|Colorful trees are a highlight along the Blue Ridge Parkway
Blue Ridge Mountains of Virginia
By Pamela O’MearaSometimes the Blue Ridge Parkway in Virginia meanders through a tunnel of trees and other times, it opens up for views of the distant mountain ridges, which often have a hazy
bluish tint. Occasionally just a few peaks are visible as the clouds roll
in. In the fall, the mountain ash, maples, dogwood, birches and tulip trees
turn red, orange and yellow and people come from all over for the view. In
the spring and summer, purple rhododendron and flame azalea bushes, and a
host of wildflowers including trillium, mountain laurel and pink lady¹s
slippers brighten the scenic drive and overlooks.
This 469-mile parkway follows the eastern crest of the southern Appalachian Mountains through Virginia, linking the Shenandoah National Park to the north and Great Smoky Mountains National Park in North Carolina to the south.
Over 100 species of birds fly through during the spring migration, and
wildlife like deer, black bears and foxes might be seen along the road. Nine
campgrounds and many hiking trails and picnic areas are available in this
National Park, the longest and narrowest in the country. The famous
Appalachian Trail runs alongside part of the parkway, which roughly parallels Interstate 81.
|Roaring Run furnace used to produce pig iron.
On my recent trip to Roanoke, the largest Virginia city along the parkway, a few of us headed north through the colorful trees, past dairy farms and apple orchards, and stopped at the George Washington and Jefferson National Forest, just off the parkway, for a hike. I walked carefully on the rocky Streamside Trail that followed Roaring Run Creek up to the 30-foot cascade of white water of Roaring Run Falls, and I stopped often to take pictures and admire the view of the rocky walls, trees, flowing water and bridges crisscrossing the creek.
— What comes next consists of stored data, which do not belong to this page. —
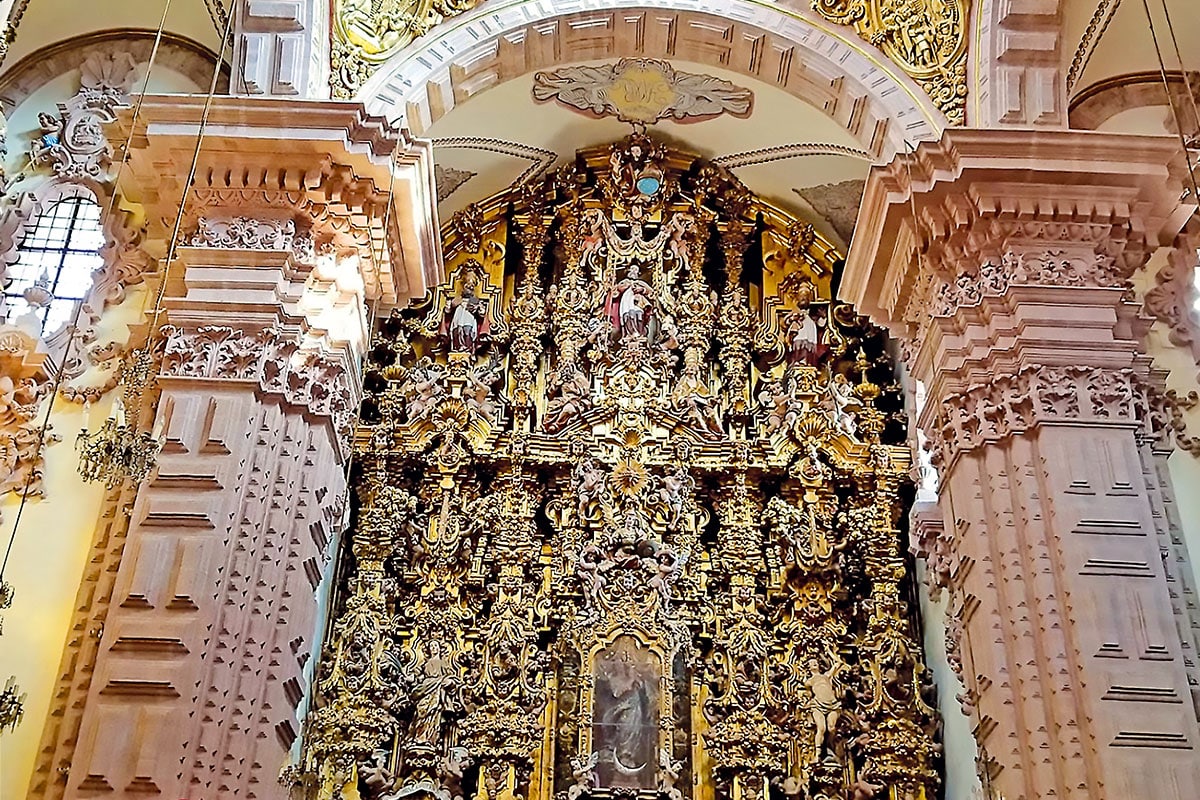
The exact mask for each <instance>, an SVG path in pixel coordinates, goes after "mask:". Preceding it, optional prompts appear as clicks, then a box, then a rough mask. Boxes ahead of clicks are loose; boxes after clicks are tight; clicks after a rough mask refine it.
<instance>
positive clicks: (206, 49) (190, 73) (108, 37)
mask: <svg viewBox="0 0 1200 800" xmlns="http://www.w3.org/2000/svg"><path fill="white" fill-rule="evenodd" d="M156 32H157V31H154V30H150V29H143V28H114V29H110V30H102V31H96V32H94V34H89V35H86V36H79V37H76V38H70V40H62V41H60V42H54V43H53V44H47V46H46V47H43V48H41V49H38V50H35V52H34V53H30V54H29V55H26V56H25V58H23V59H22V60H20V61H18V62H17V64H14V65H12V66H11V67H8V68H7V70H5V71H4V72H2V73H0V100H2V101H4V107H5V110H11V109H13V108H16V107H18V106H20V104H22V103H23V102H24V101H25V98H26V97H29V96H30V95H32V94H34V92H36V91H37V90H38V89H41V88H42V86H44V85H46V84H47V83H49V82H50V80H54V79H55V78H58V77H59V76H62V74H66V73H67V72H71V71H72V70H78V68H79V67H80V66H82V65H83V62H84V60H85V59H86V58H88V56H89V55H90V54H91V53H96V52H100V53H102V54H107V53H113V54H116V53H128V54H130V55H132V56H133V60H134V61H137V62H138V64H145V62H146V61H149V60H150V53H151V50H152V49H154V40H155V35H156ZM216 59H217V56H216V53H214V52H212V50H210V49H209V48H208V47H205V46H203V44H200V43H199V42H196V41H194V40H191V38H187V37H186V36H180V35H178V34H172V32H168V31H163V37H162V43H161V44H160V47H158V54H157V56H156V59H155V66H162V67H167V68H169V70H174V71H175V72H179V73H180V74H182V76H185V77H187V78H190V79H191V80H192V82H193V83H196V85H197V86H203V88H204V89H205V90H206V89H208V86H209V83H210V80H211V79H212V65H214V64H216ZM228 85H229V70H228V66H226V67H223V68H222V78H221V82H220V83H218V85H217V91H218V92H224V91H228Z"/></svg>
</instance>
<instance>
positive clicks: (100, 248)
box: [5, 193, 104, 336]
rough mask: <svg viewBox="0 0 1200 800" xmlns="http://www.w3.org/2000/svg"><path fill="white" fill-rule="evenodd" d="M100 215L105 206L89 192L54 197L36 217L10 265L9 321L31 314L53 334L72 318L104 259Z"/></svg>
mask: <svg viewBox="0 0 1200 800" xmlns="http://www.w3.org/2000/svg"><path fill="white" fill-rule="evenodd" d="M100 216H101V209H100V205H98V204H97V203H96V200H95V199H94V198H91V197H90V196H86V194H84V193H74V194H71V196H67V197H62V198H60V199H58V200H54V201H53V203H50V204H49V205H47V206H46V209H44V210H43V211H42V212H41V213H40V215H38V216H37V219H36V222H35V223H34V225H32V228H31V229H30V230H29V231H28V233H26V234H25V236H24V237H23V239H22V242H20V245H19V247H18V251H17V252H18V257H17V261H16V263H14V264H12V265H11V266H10V267H8V272H7V277H8V279H7V282H6V285H5V305H6V318H7V320H8V321H10V323H16V321H18V320H20V319H22V318H23V317H25V315H30V314H31V315H32V317H34V318H36V319H37V320H38V321H40V331H41V333H43V335H47V336H48V335H50V333H53V332H55V331H58V330H59V329H60V327H61V326H62V325H65V324H67V323H68V321H70V320H71V318H72V315H73V313H74V308H76V305H77V303H79V302H83V300H84V297H85V296H86V295H88V291H89V290H90V289H91V287H92V281H94V273H95V271H96V270H98V269H101V267H102V266H103V263H104V259H103V258H102V257H101V254H100V251H101V247H102V246H103V240H104V236H103V231H102V229H101V221H100Z"/></svg>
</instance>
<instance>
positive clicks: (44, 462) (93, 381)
mask: <svg viewBox="0 0 1200 800" xmlns="http://www.w3.org/2000/svg"><path fill="white" fill-rule="evenodd" d="M146 68H148V65H146V64H139V65H137V67H136V70H134V73H133V76H134V77H133V85H136V86H138V88H140V86H142V85H144V84H145V74H146ZM79 79H80V71H79V70H78V68H73V70H68V71H67V72H64V73H62V74H59V76H56V77H54V78H52V79H49V80H46V82H44V83H42V84H41V85H40V86H38V88H37V89H35V90H34V91H32V92H30V94H28V95H25V96H23V97H22V98H20V103H19V104H18V106H16V107H13V108H10V107H6V108H5V109H4V110H5V115H6V118H7V139H6V140H7V155H6V156H5V157H4V168H5V173H6V174H7V176H8V180H10V190H8V191H10V192H11V193H22V192H30V193H34V194H40V193H46V192H47V191H49V190H50V187H52V186H53V185H55V184H62V185H70V181H62V180H61V179H55V178H53V176H52V175H50V174H48V170H47V169H44V168H30V163H29V161H30V160H29V152H30V145H31V143H32V140H34V139H35V138H36V137H37V136H40V133H41V128H40V127H38V121H37V118H38V114H40V113H43V112H49V113H54V114H55V115H56V110H55V109H56V106H58V103H61V102H66V101H67V100H68V98H71V96H72V95H74V94H76V91H77V90H78V89H79ZM205 89H206V88H205ZM148 90H149V91H150V92H156V91H157V92H194V91H198V90H200V86H198V85H197V83H196V80H194V79H192V78H191V77H188V76H186V74H184V73H181V72H179V71H178V70H174V68H172V67H170V66H164V65H158V66H155V68H154V70H152V74H151V76H150V80H149V84H148ZM97 200H98V201H100V203H101V204H102V205H103V204H104V203H106V201H107V198H97ZM121 212H126V213H130V215H131V219H132V223H131V224H134V225H137V224H138V222H137V217H138V216H139V213H140V211H139V209H138V207H136V206H128V205H124V204H122V206H121V207H120V209H119V210H118V213H121ZM146 300H148V297H146V285H145V284H144V283H143V284H137V285H132V287H128V288H127V289H126V290H125V296H124V301H121V302H119V303H116V305H109V306H108V307H107V308H106V309H104V312H103V313H102V314H101V318H100V321H98V324H97V325H96V326H95V329H94V331H92V335H94V338H91V339H90V341H89V342H88V347H90V348H92V347H100V345H104V344H106V343H109V342H113V343H116V345H118V348H120V347H124V345H125V343H126V342H127V341H128V339H130V336H131V331H132V330H133V329H136V327H139V326H142V325H144V312H145V307H146ZM0 330H4V329H0ZM50 333H52V332H50V331H47V336H49V335H50ZM74 355H76V356H78V355H79V354H78V351H76V353H74ZM115 367H116V360H110V361H107V362H103V363H100V365H97V366H91V367H89V368H88V371H86V372H85V373H84V374H82V375H79V377H78V378H77V379H76V380H73V381H71V383H72V384H73V385H76V386H98V385H104V384H108V383H109V381H110V379H112V377H113V371H114V369H115ZM115 396H116V392H113V391H104V392H101V393H100V395H98V396H97V397H95V401H94V402H91V403H90V409H89V411H88V414H86V417H88V420H89V421H90V425H91V426H92V427H96V426H97V425H98V421H101V420H103V419H106V417H107V416H108V415H109V413H110V410H112V407H113V401H114V398H115ZM49 403H50V401H47V399H43V401H42V404H41V407H40V410H38V415H37V417H36V419H37V420H38V422H40V421H41V420H42V419H43V415H44V413H46V408H47V405H48V404H49ZM84 419H85V413H84V405H83V399H82V397H77V398H74V399H66V398H64V397H61V396H60V397H59V398H56V399H55V401H54V402H53V408H52V409H50V414H49V428H48V431H49V433H48V437H53V439H50V440H48V441H47V444H46V445H44V450H43V453H44V470H43V476H44V477H43V483H44V497H41V498H38V497H30V499H29V501H26V503H25V505H24V509H23V510H20V528H19V533H18V536H17V537H16V540H14V543H13V548H12V554H11V557H10V561H8V567H7V570H6V571H5V579H6V581H7V582H8V583H11V584H12V587H13V590H14V596H16V597H17V599H18V600H17V601H16V602H19V603H20V607H22V613H19V614H5V619H4V645H2V646H0V673H4V674H5V675H6V676H7V675H12V676H13V678H14V679H16V681H17V684H19V686H20V687H22V691H23V692H25V694H26V700H25V714H24V720H23V722H22V724H20V726H19V727H18V728H17V729H16V730H13V732H11V733H8V734H6V735H4V736H0V798H5V799H7V798H24V796H25V794H26V789H28V787H29V784H30V777H31V775H32V772H34V764H35V760H36V758H37V752H38V745H40V742H41V740H42V733H43V728H44V726H46V722H47V714H48V712H49V710H50V704H52V696H53V693H54V688H55V684H56V682H58V680H59V678H60V674H61V673H62V672H64V670H66V672H71V670H73V669H76V668H77V667H78V664H76V663H73V662H72V661H70V660H66V661H65V660H64V652H65V649H64V645H65V643H70V640H71V639H78V638H82V637H92V638H95V637H97V636H98V634H100V631H98V630H92V628H89V627H86V626H83V627H80V626H79V620H83V619H86V615H85V614H82V613H80V610H83V609H80V608H79V602H84V603H90V602H92V601H94V600H95V597H92V596H90V595H89V594H88V591H86V588H88V585H89V584H92V585H94V582H95V577H96V576H95V575H94V572H95V570H96V567H95V565H92V567H91V570H90V571H89V558H90V557H94V555H95V549H94V548H95V542H94V540H95V537H96V535H97V533H98V531H100V527H101V521H100V515H101V512H102V509H103V503H104V498H106V495H107V494H108V492H107V491H106V488H104V486H103V485H102V483H86V482H84V481H83V480H82V479H80V476H79V473H78V456H77V453H76V451H74V438H76V434H77V433H78V432H79V431H80V428H82V427H83V425H84ZM20 505H22V504H20V499H19V494H18V493H17V492H10V493H6V494H4V495H2V498H0V539H2V540H4V541H5V542H6V543H7V540H8V535H10V534H11V531H12V529H13V525H14V523H16V521H17V516H18V509H19V506H20ZM80 587H83V588H84V590H83V591H80ZM73 625H74V626H73ZM67 651H70V650H67Z"/></svg>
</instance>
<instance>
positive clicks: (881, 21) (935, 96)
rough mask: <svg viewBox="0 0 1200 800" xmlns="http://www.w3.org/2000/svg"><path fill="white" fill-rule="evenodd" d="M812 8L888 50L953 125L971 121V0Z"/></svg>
mask: <svg viewBox="0 0 1200 800" xmlns="http://www.w3.org/2000/svg"><path fill="white" fill-rule="evenodd" d="M812 7H814V8H815V10H816V11H817V12H818V13H820V14H821V16H822V17H824V18H826V19H828V20H830V22H834V23H838V24H839V25H853V28H854V30H856V31H857V32H858V35H859V36H862V37H863V38H864V40H866V41H868V42H870V43H871V44H874V46H875V47H877V48H880V49H881V50H883V54H884V55H887V56H888V58H889V59H892V60H893V61H894V62H895V64H896V66H899V67H900V68H901V70H904V71H905V72H906V73H907V74H908V76H911V77H912V78H913V79H914V80H916V82H917V83H918V84H920V88H922V89H923V90H924V91H925V94H928V95H929V96H930V98H931V100H932V101H934V103H936V104H937V107H938V108H940V109H941V110H942V113H943V114H946V119H947V120H949V122H950V125H964V124H965V122H966V100H967V20H970V18H971V2H970V0H812Z"/></svg>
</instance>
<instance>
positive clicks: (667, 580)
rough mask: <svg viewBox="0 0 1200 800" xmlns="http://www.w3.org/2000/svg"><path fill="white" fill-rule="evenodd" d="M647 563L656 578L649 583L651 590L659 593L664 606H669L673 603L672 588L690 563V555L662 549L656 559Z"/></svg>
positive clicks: (660, 548)
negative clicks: (669, 604) (648, 562)
mask: <svg viewBox="0 0 1200 800" xmlns="http://www.w3.org/2000/svg"><path fill="white" fill-rule="evenodd" d="M647 561H650V563H652V565H653V566H654V570H655V573H654V577H653V578H650V581H649V585H650V589H654V590H655V591H658V593H659V596H660V597H661V599H662V604H664V606H668V604H670V603H671V587H672V585H674V582H676V581H677V579H678V578H679V573H680V572H683V566H684V564H686V563H688V554H686V553H683V554H676V552H674V551H673V549H671V548H670V547H660V548H659V551H658V553H655V554H654V559H653V560H652V559H647Z"/></svg>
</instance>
|Traveling along the parkway on a cloudy day.
I returned the same way, due to time constraints, but hikers can return on the Woodlands Trail through the forest. Either way, visitors can check out the old brick Roaring Run Furnace, which is listed on the National Register and was in operation from the 1847 to the 1850s. From veins of iron ore in the rocks, the furnace produced the low-grade pig iron, which was shipped down the James River to Lynchburg and Richmond for making tools or railroad tracks for the development of the nation and for the Civil War.
Then we headed farther north on the Blue Ridge Parkway to the Peaks of Otter for dinner at that rustic lodge. Walking down the path to the lake, I could barely see the water, due to low clouds and fog. One great blue heron stood on the shore looking for fish. It felt mysterious. Then we enjoyed a buffet dinner with locally grown food and wines before heading back to Roanoke.